There could be other reasons than ‘men are better at map reading’ for the differences observed. Men’s brains are frequently bigger than women’s brains, the difference in the wiring could be due to physical necessity (there are also studies on this).
Then there’s the most interesting part of the study that has been the least discussed: the structural differences are not observed in a significant manner until after age 13. And we have to ask ourselves why. One of the proposed explanations is that this is the approximate average age for the development of secondary sexual characteristics. There are massive changes in the body, hormones flooding everything, the logic seems to be that the brain changes at this time too. However there is a better explanation, and one less routed in speculation. See, there’s this thing called neuroplasticity. It refers to the changes in neural pathways and synapses due to changes in behaviour or environment. Literally as you learn, your brain changes shape. Then we have to bear in mind that gender as a social construct is learned. It is taught. Little girls aren’t born liking pink. They are taught that girls like pink, and that they are a girl, therefore they then like pink. You put those two things together and what you end up with is the possibility that, rather than being innate, related to the release of hormones at puberty, the structural differences in the brains are programmed in by telling girls that boys are boisterous and girls play nice, that boys are good at maths and girls are caring, that boys build things and girls decorate them. But no mention is made in the study of any consideration of gendered activities in their subjects, or indeed any activities that may (and in fact do) influence how our brains are wired.

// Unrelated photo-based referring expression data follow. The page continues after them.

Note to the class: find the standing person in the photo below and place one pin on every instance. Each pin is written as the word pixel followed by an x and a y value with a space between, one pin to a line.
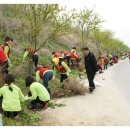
pixel 61 66
pixel 31 53
pixel 106 62
pixel 3 62
pixel 7 47
pixel 11 97
pixel 91 67
pixel 38 94
pixel 46 75
pixel 129 56
pixel 66 56
pixel 74 56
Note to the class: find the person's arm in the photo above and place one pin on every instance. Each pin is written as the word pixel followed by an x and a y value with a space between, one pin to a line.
pixel 25 55
pixel 21 96
pixel 38 76
pixel 34 95
pixel 66 67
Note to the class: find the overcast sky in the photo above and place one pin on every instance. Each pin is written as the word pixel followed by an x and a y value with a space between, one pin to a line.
pixel 116 13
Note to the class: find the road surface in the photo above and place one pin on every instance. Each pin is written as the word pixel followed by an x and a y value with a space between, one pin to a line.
pixel 121 78
pixel 108 105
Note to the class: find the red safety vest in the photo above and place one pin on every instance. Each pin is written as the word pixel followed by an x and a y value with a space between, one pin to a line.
pixel 42 71
pixel 65 54
pixel 74 56
pixel 31 52
pixel 3 57
pixel 99 64
pixel 57 55
pixel 3 47
pixel 129 54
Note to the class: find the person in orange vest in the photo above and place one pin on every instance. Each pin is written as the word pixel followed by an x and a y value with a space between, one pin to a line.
pixel 66 56
pixel 3 62
pixel 74 56
pixel 46 75
pixel 31 53
pixel 60 65
pixel 7 47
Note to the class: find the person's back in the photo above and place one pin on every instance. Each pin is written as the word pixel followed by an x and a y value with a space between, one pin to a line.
pixel 39 90
pixel 11 99
pixel 3 57
pixel 91 63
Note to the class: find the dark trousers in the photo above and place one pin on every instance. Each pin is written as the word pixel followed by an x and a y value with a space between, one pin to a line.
pixel 91 80
pixel 4 67
pixel 35 60
pixel 47 76
pixel 68 59
pixel 63 77
pixel 37 101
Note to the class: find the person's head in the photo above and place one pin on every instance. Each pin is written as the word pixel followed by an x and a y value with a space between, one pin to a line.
pixel 85 50
pixel 9 39
pixel 28 81
pixel 9 78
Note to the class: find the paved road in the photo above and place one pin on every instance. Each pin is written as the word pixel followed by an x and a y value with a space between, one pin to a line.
pixel 121 78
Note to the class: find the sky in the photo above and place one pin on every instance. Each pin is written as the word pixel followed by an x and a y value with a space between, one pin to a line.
pixel 115 13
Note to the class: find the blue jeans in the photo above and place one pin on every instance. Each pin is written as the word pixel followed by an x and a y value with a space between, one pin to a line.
pixel 47 76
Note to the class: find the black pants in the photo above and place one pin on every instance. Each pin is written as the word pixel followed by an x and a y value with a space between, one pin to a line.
pixel 90 80
pixel 35 60
pixel 68 59
pixel 4 67
pixel 37 101
pixel 63 77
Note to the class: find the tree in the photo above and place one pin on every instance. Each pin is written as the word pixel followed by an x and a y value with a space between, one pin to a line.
pixel 87 22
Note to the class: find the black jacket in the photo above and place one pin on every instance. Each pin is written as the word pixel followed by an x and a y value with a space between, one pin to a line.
pixel 90 63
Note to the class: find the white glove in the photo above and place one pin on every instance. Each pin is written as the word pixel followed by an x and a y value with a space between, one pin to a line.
pixel 26 97
pixel 67 73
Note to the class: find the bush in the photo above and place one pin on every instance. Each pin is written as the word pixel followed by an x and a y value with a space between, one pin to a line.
pixel 70 87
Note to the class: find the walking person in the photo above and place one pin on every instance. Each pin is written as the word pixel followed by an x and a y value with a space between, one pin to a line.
pixel 90 66
pixel 106 62
pixel 11 97
pixel 38 94
pixel 46 75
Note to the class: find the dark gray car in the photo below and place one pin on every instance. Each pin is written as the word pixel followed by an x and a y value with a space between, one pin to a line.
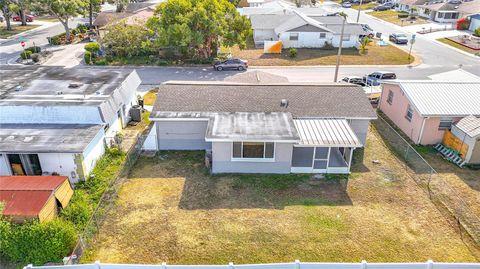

If you take this into account, the claim that ‘sex differences are hard wired’ seems a little less proven than it was before.
I am very fond of saying ‘peer reviewed journal or it didn’t happen’. But we have to be able to treat even these studies critically. Their data may be fixed and immutable (tho that is not always the case) but the conclusions have more room for movement. And the people making those conclusions are not immune from sexism.
The study may have shown that men and women’s brains connect differently. But it hasn’t shown why. And it hasn’t shown that the differences are innate. It has shown they are learned. ‘Men and women are taught to be different’ is a less interesting conclusions perhaps, but it is a more truthful one.
Post script: If you are interested in this subject, may I recommend the very excellent Delusions of Gender by Cordelia Fine. Her article on this study was also very useful to me.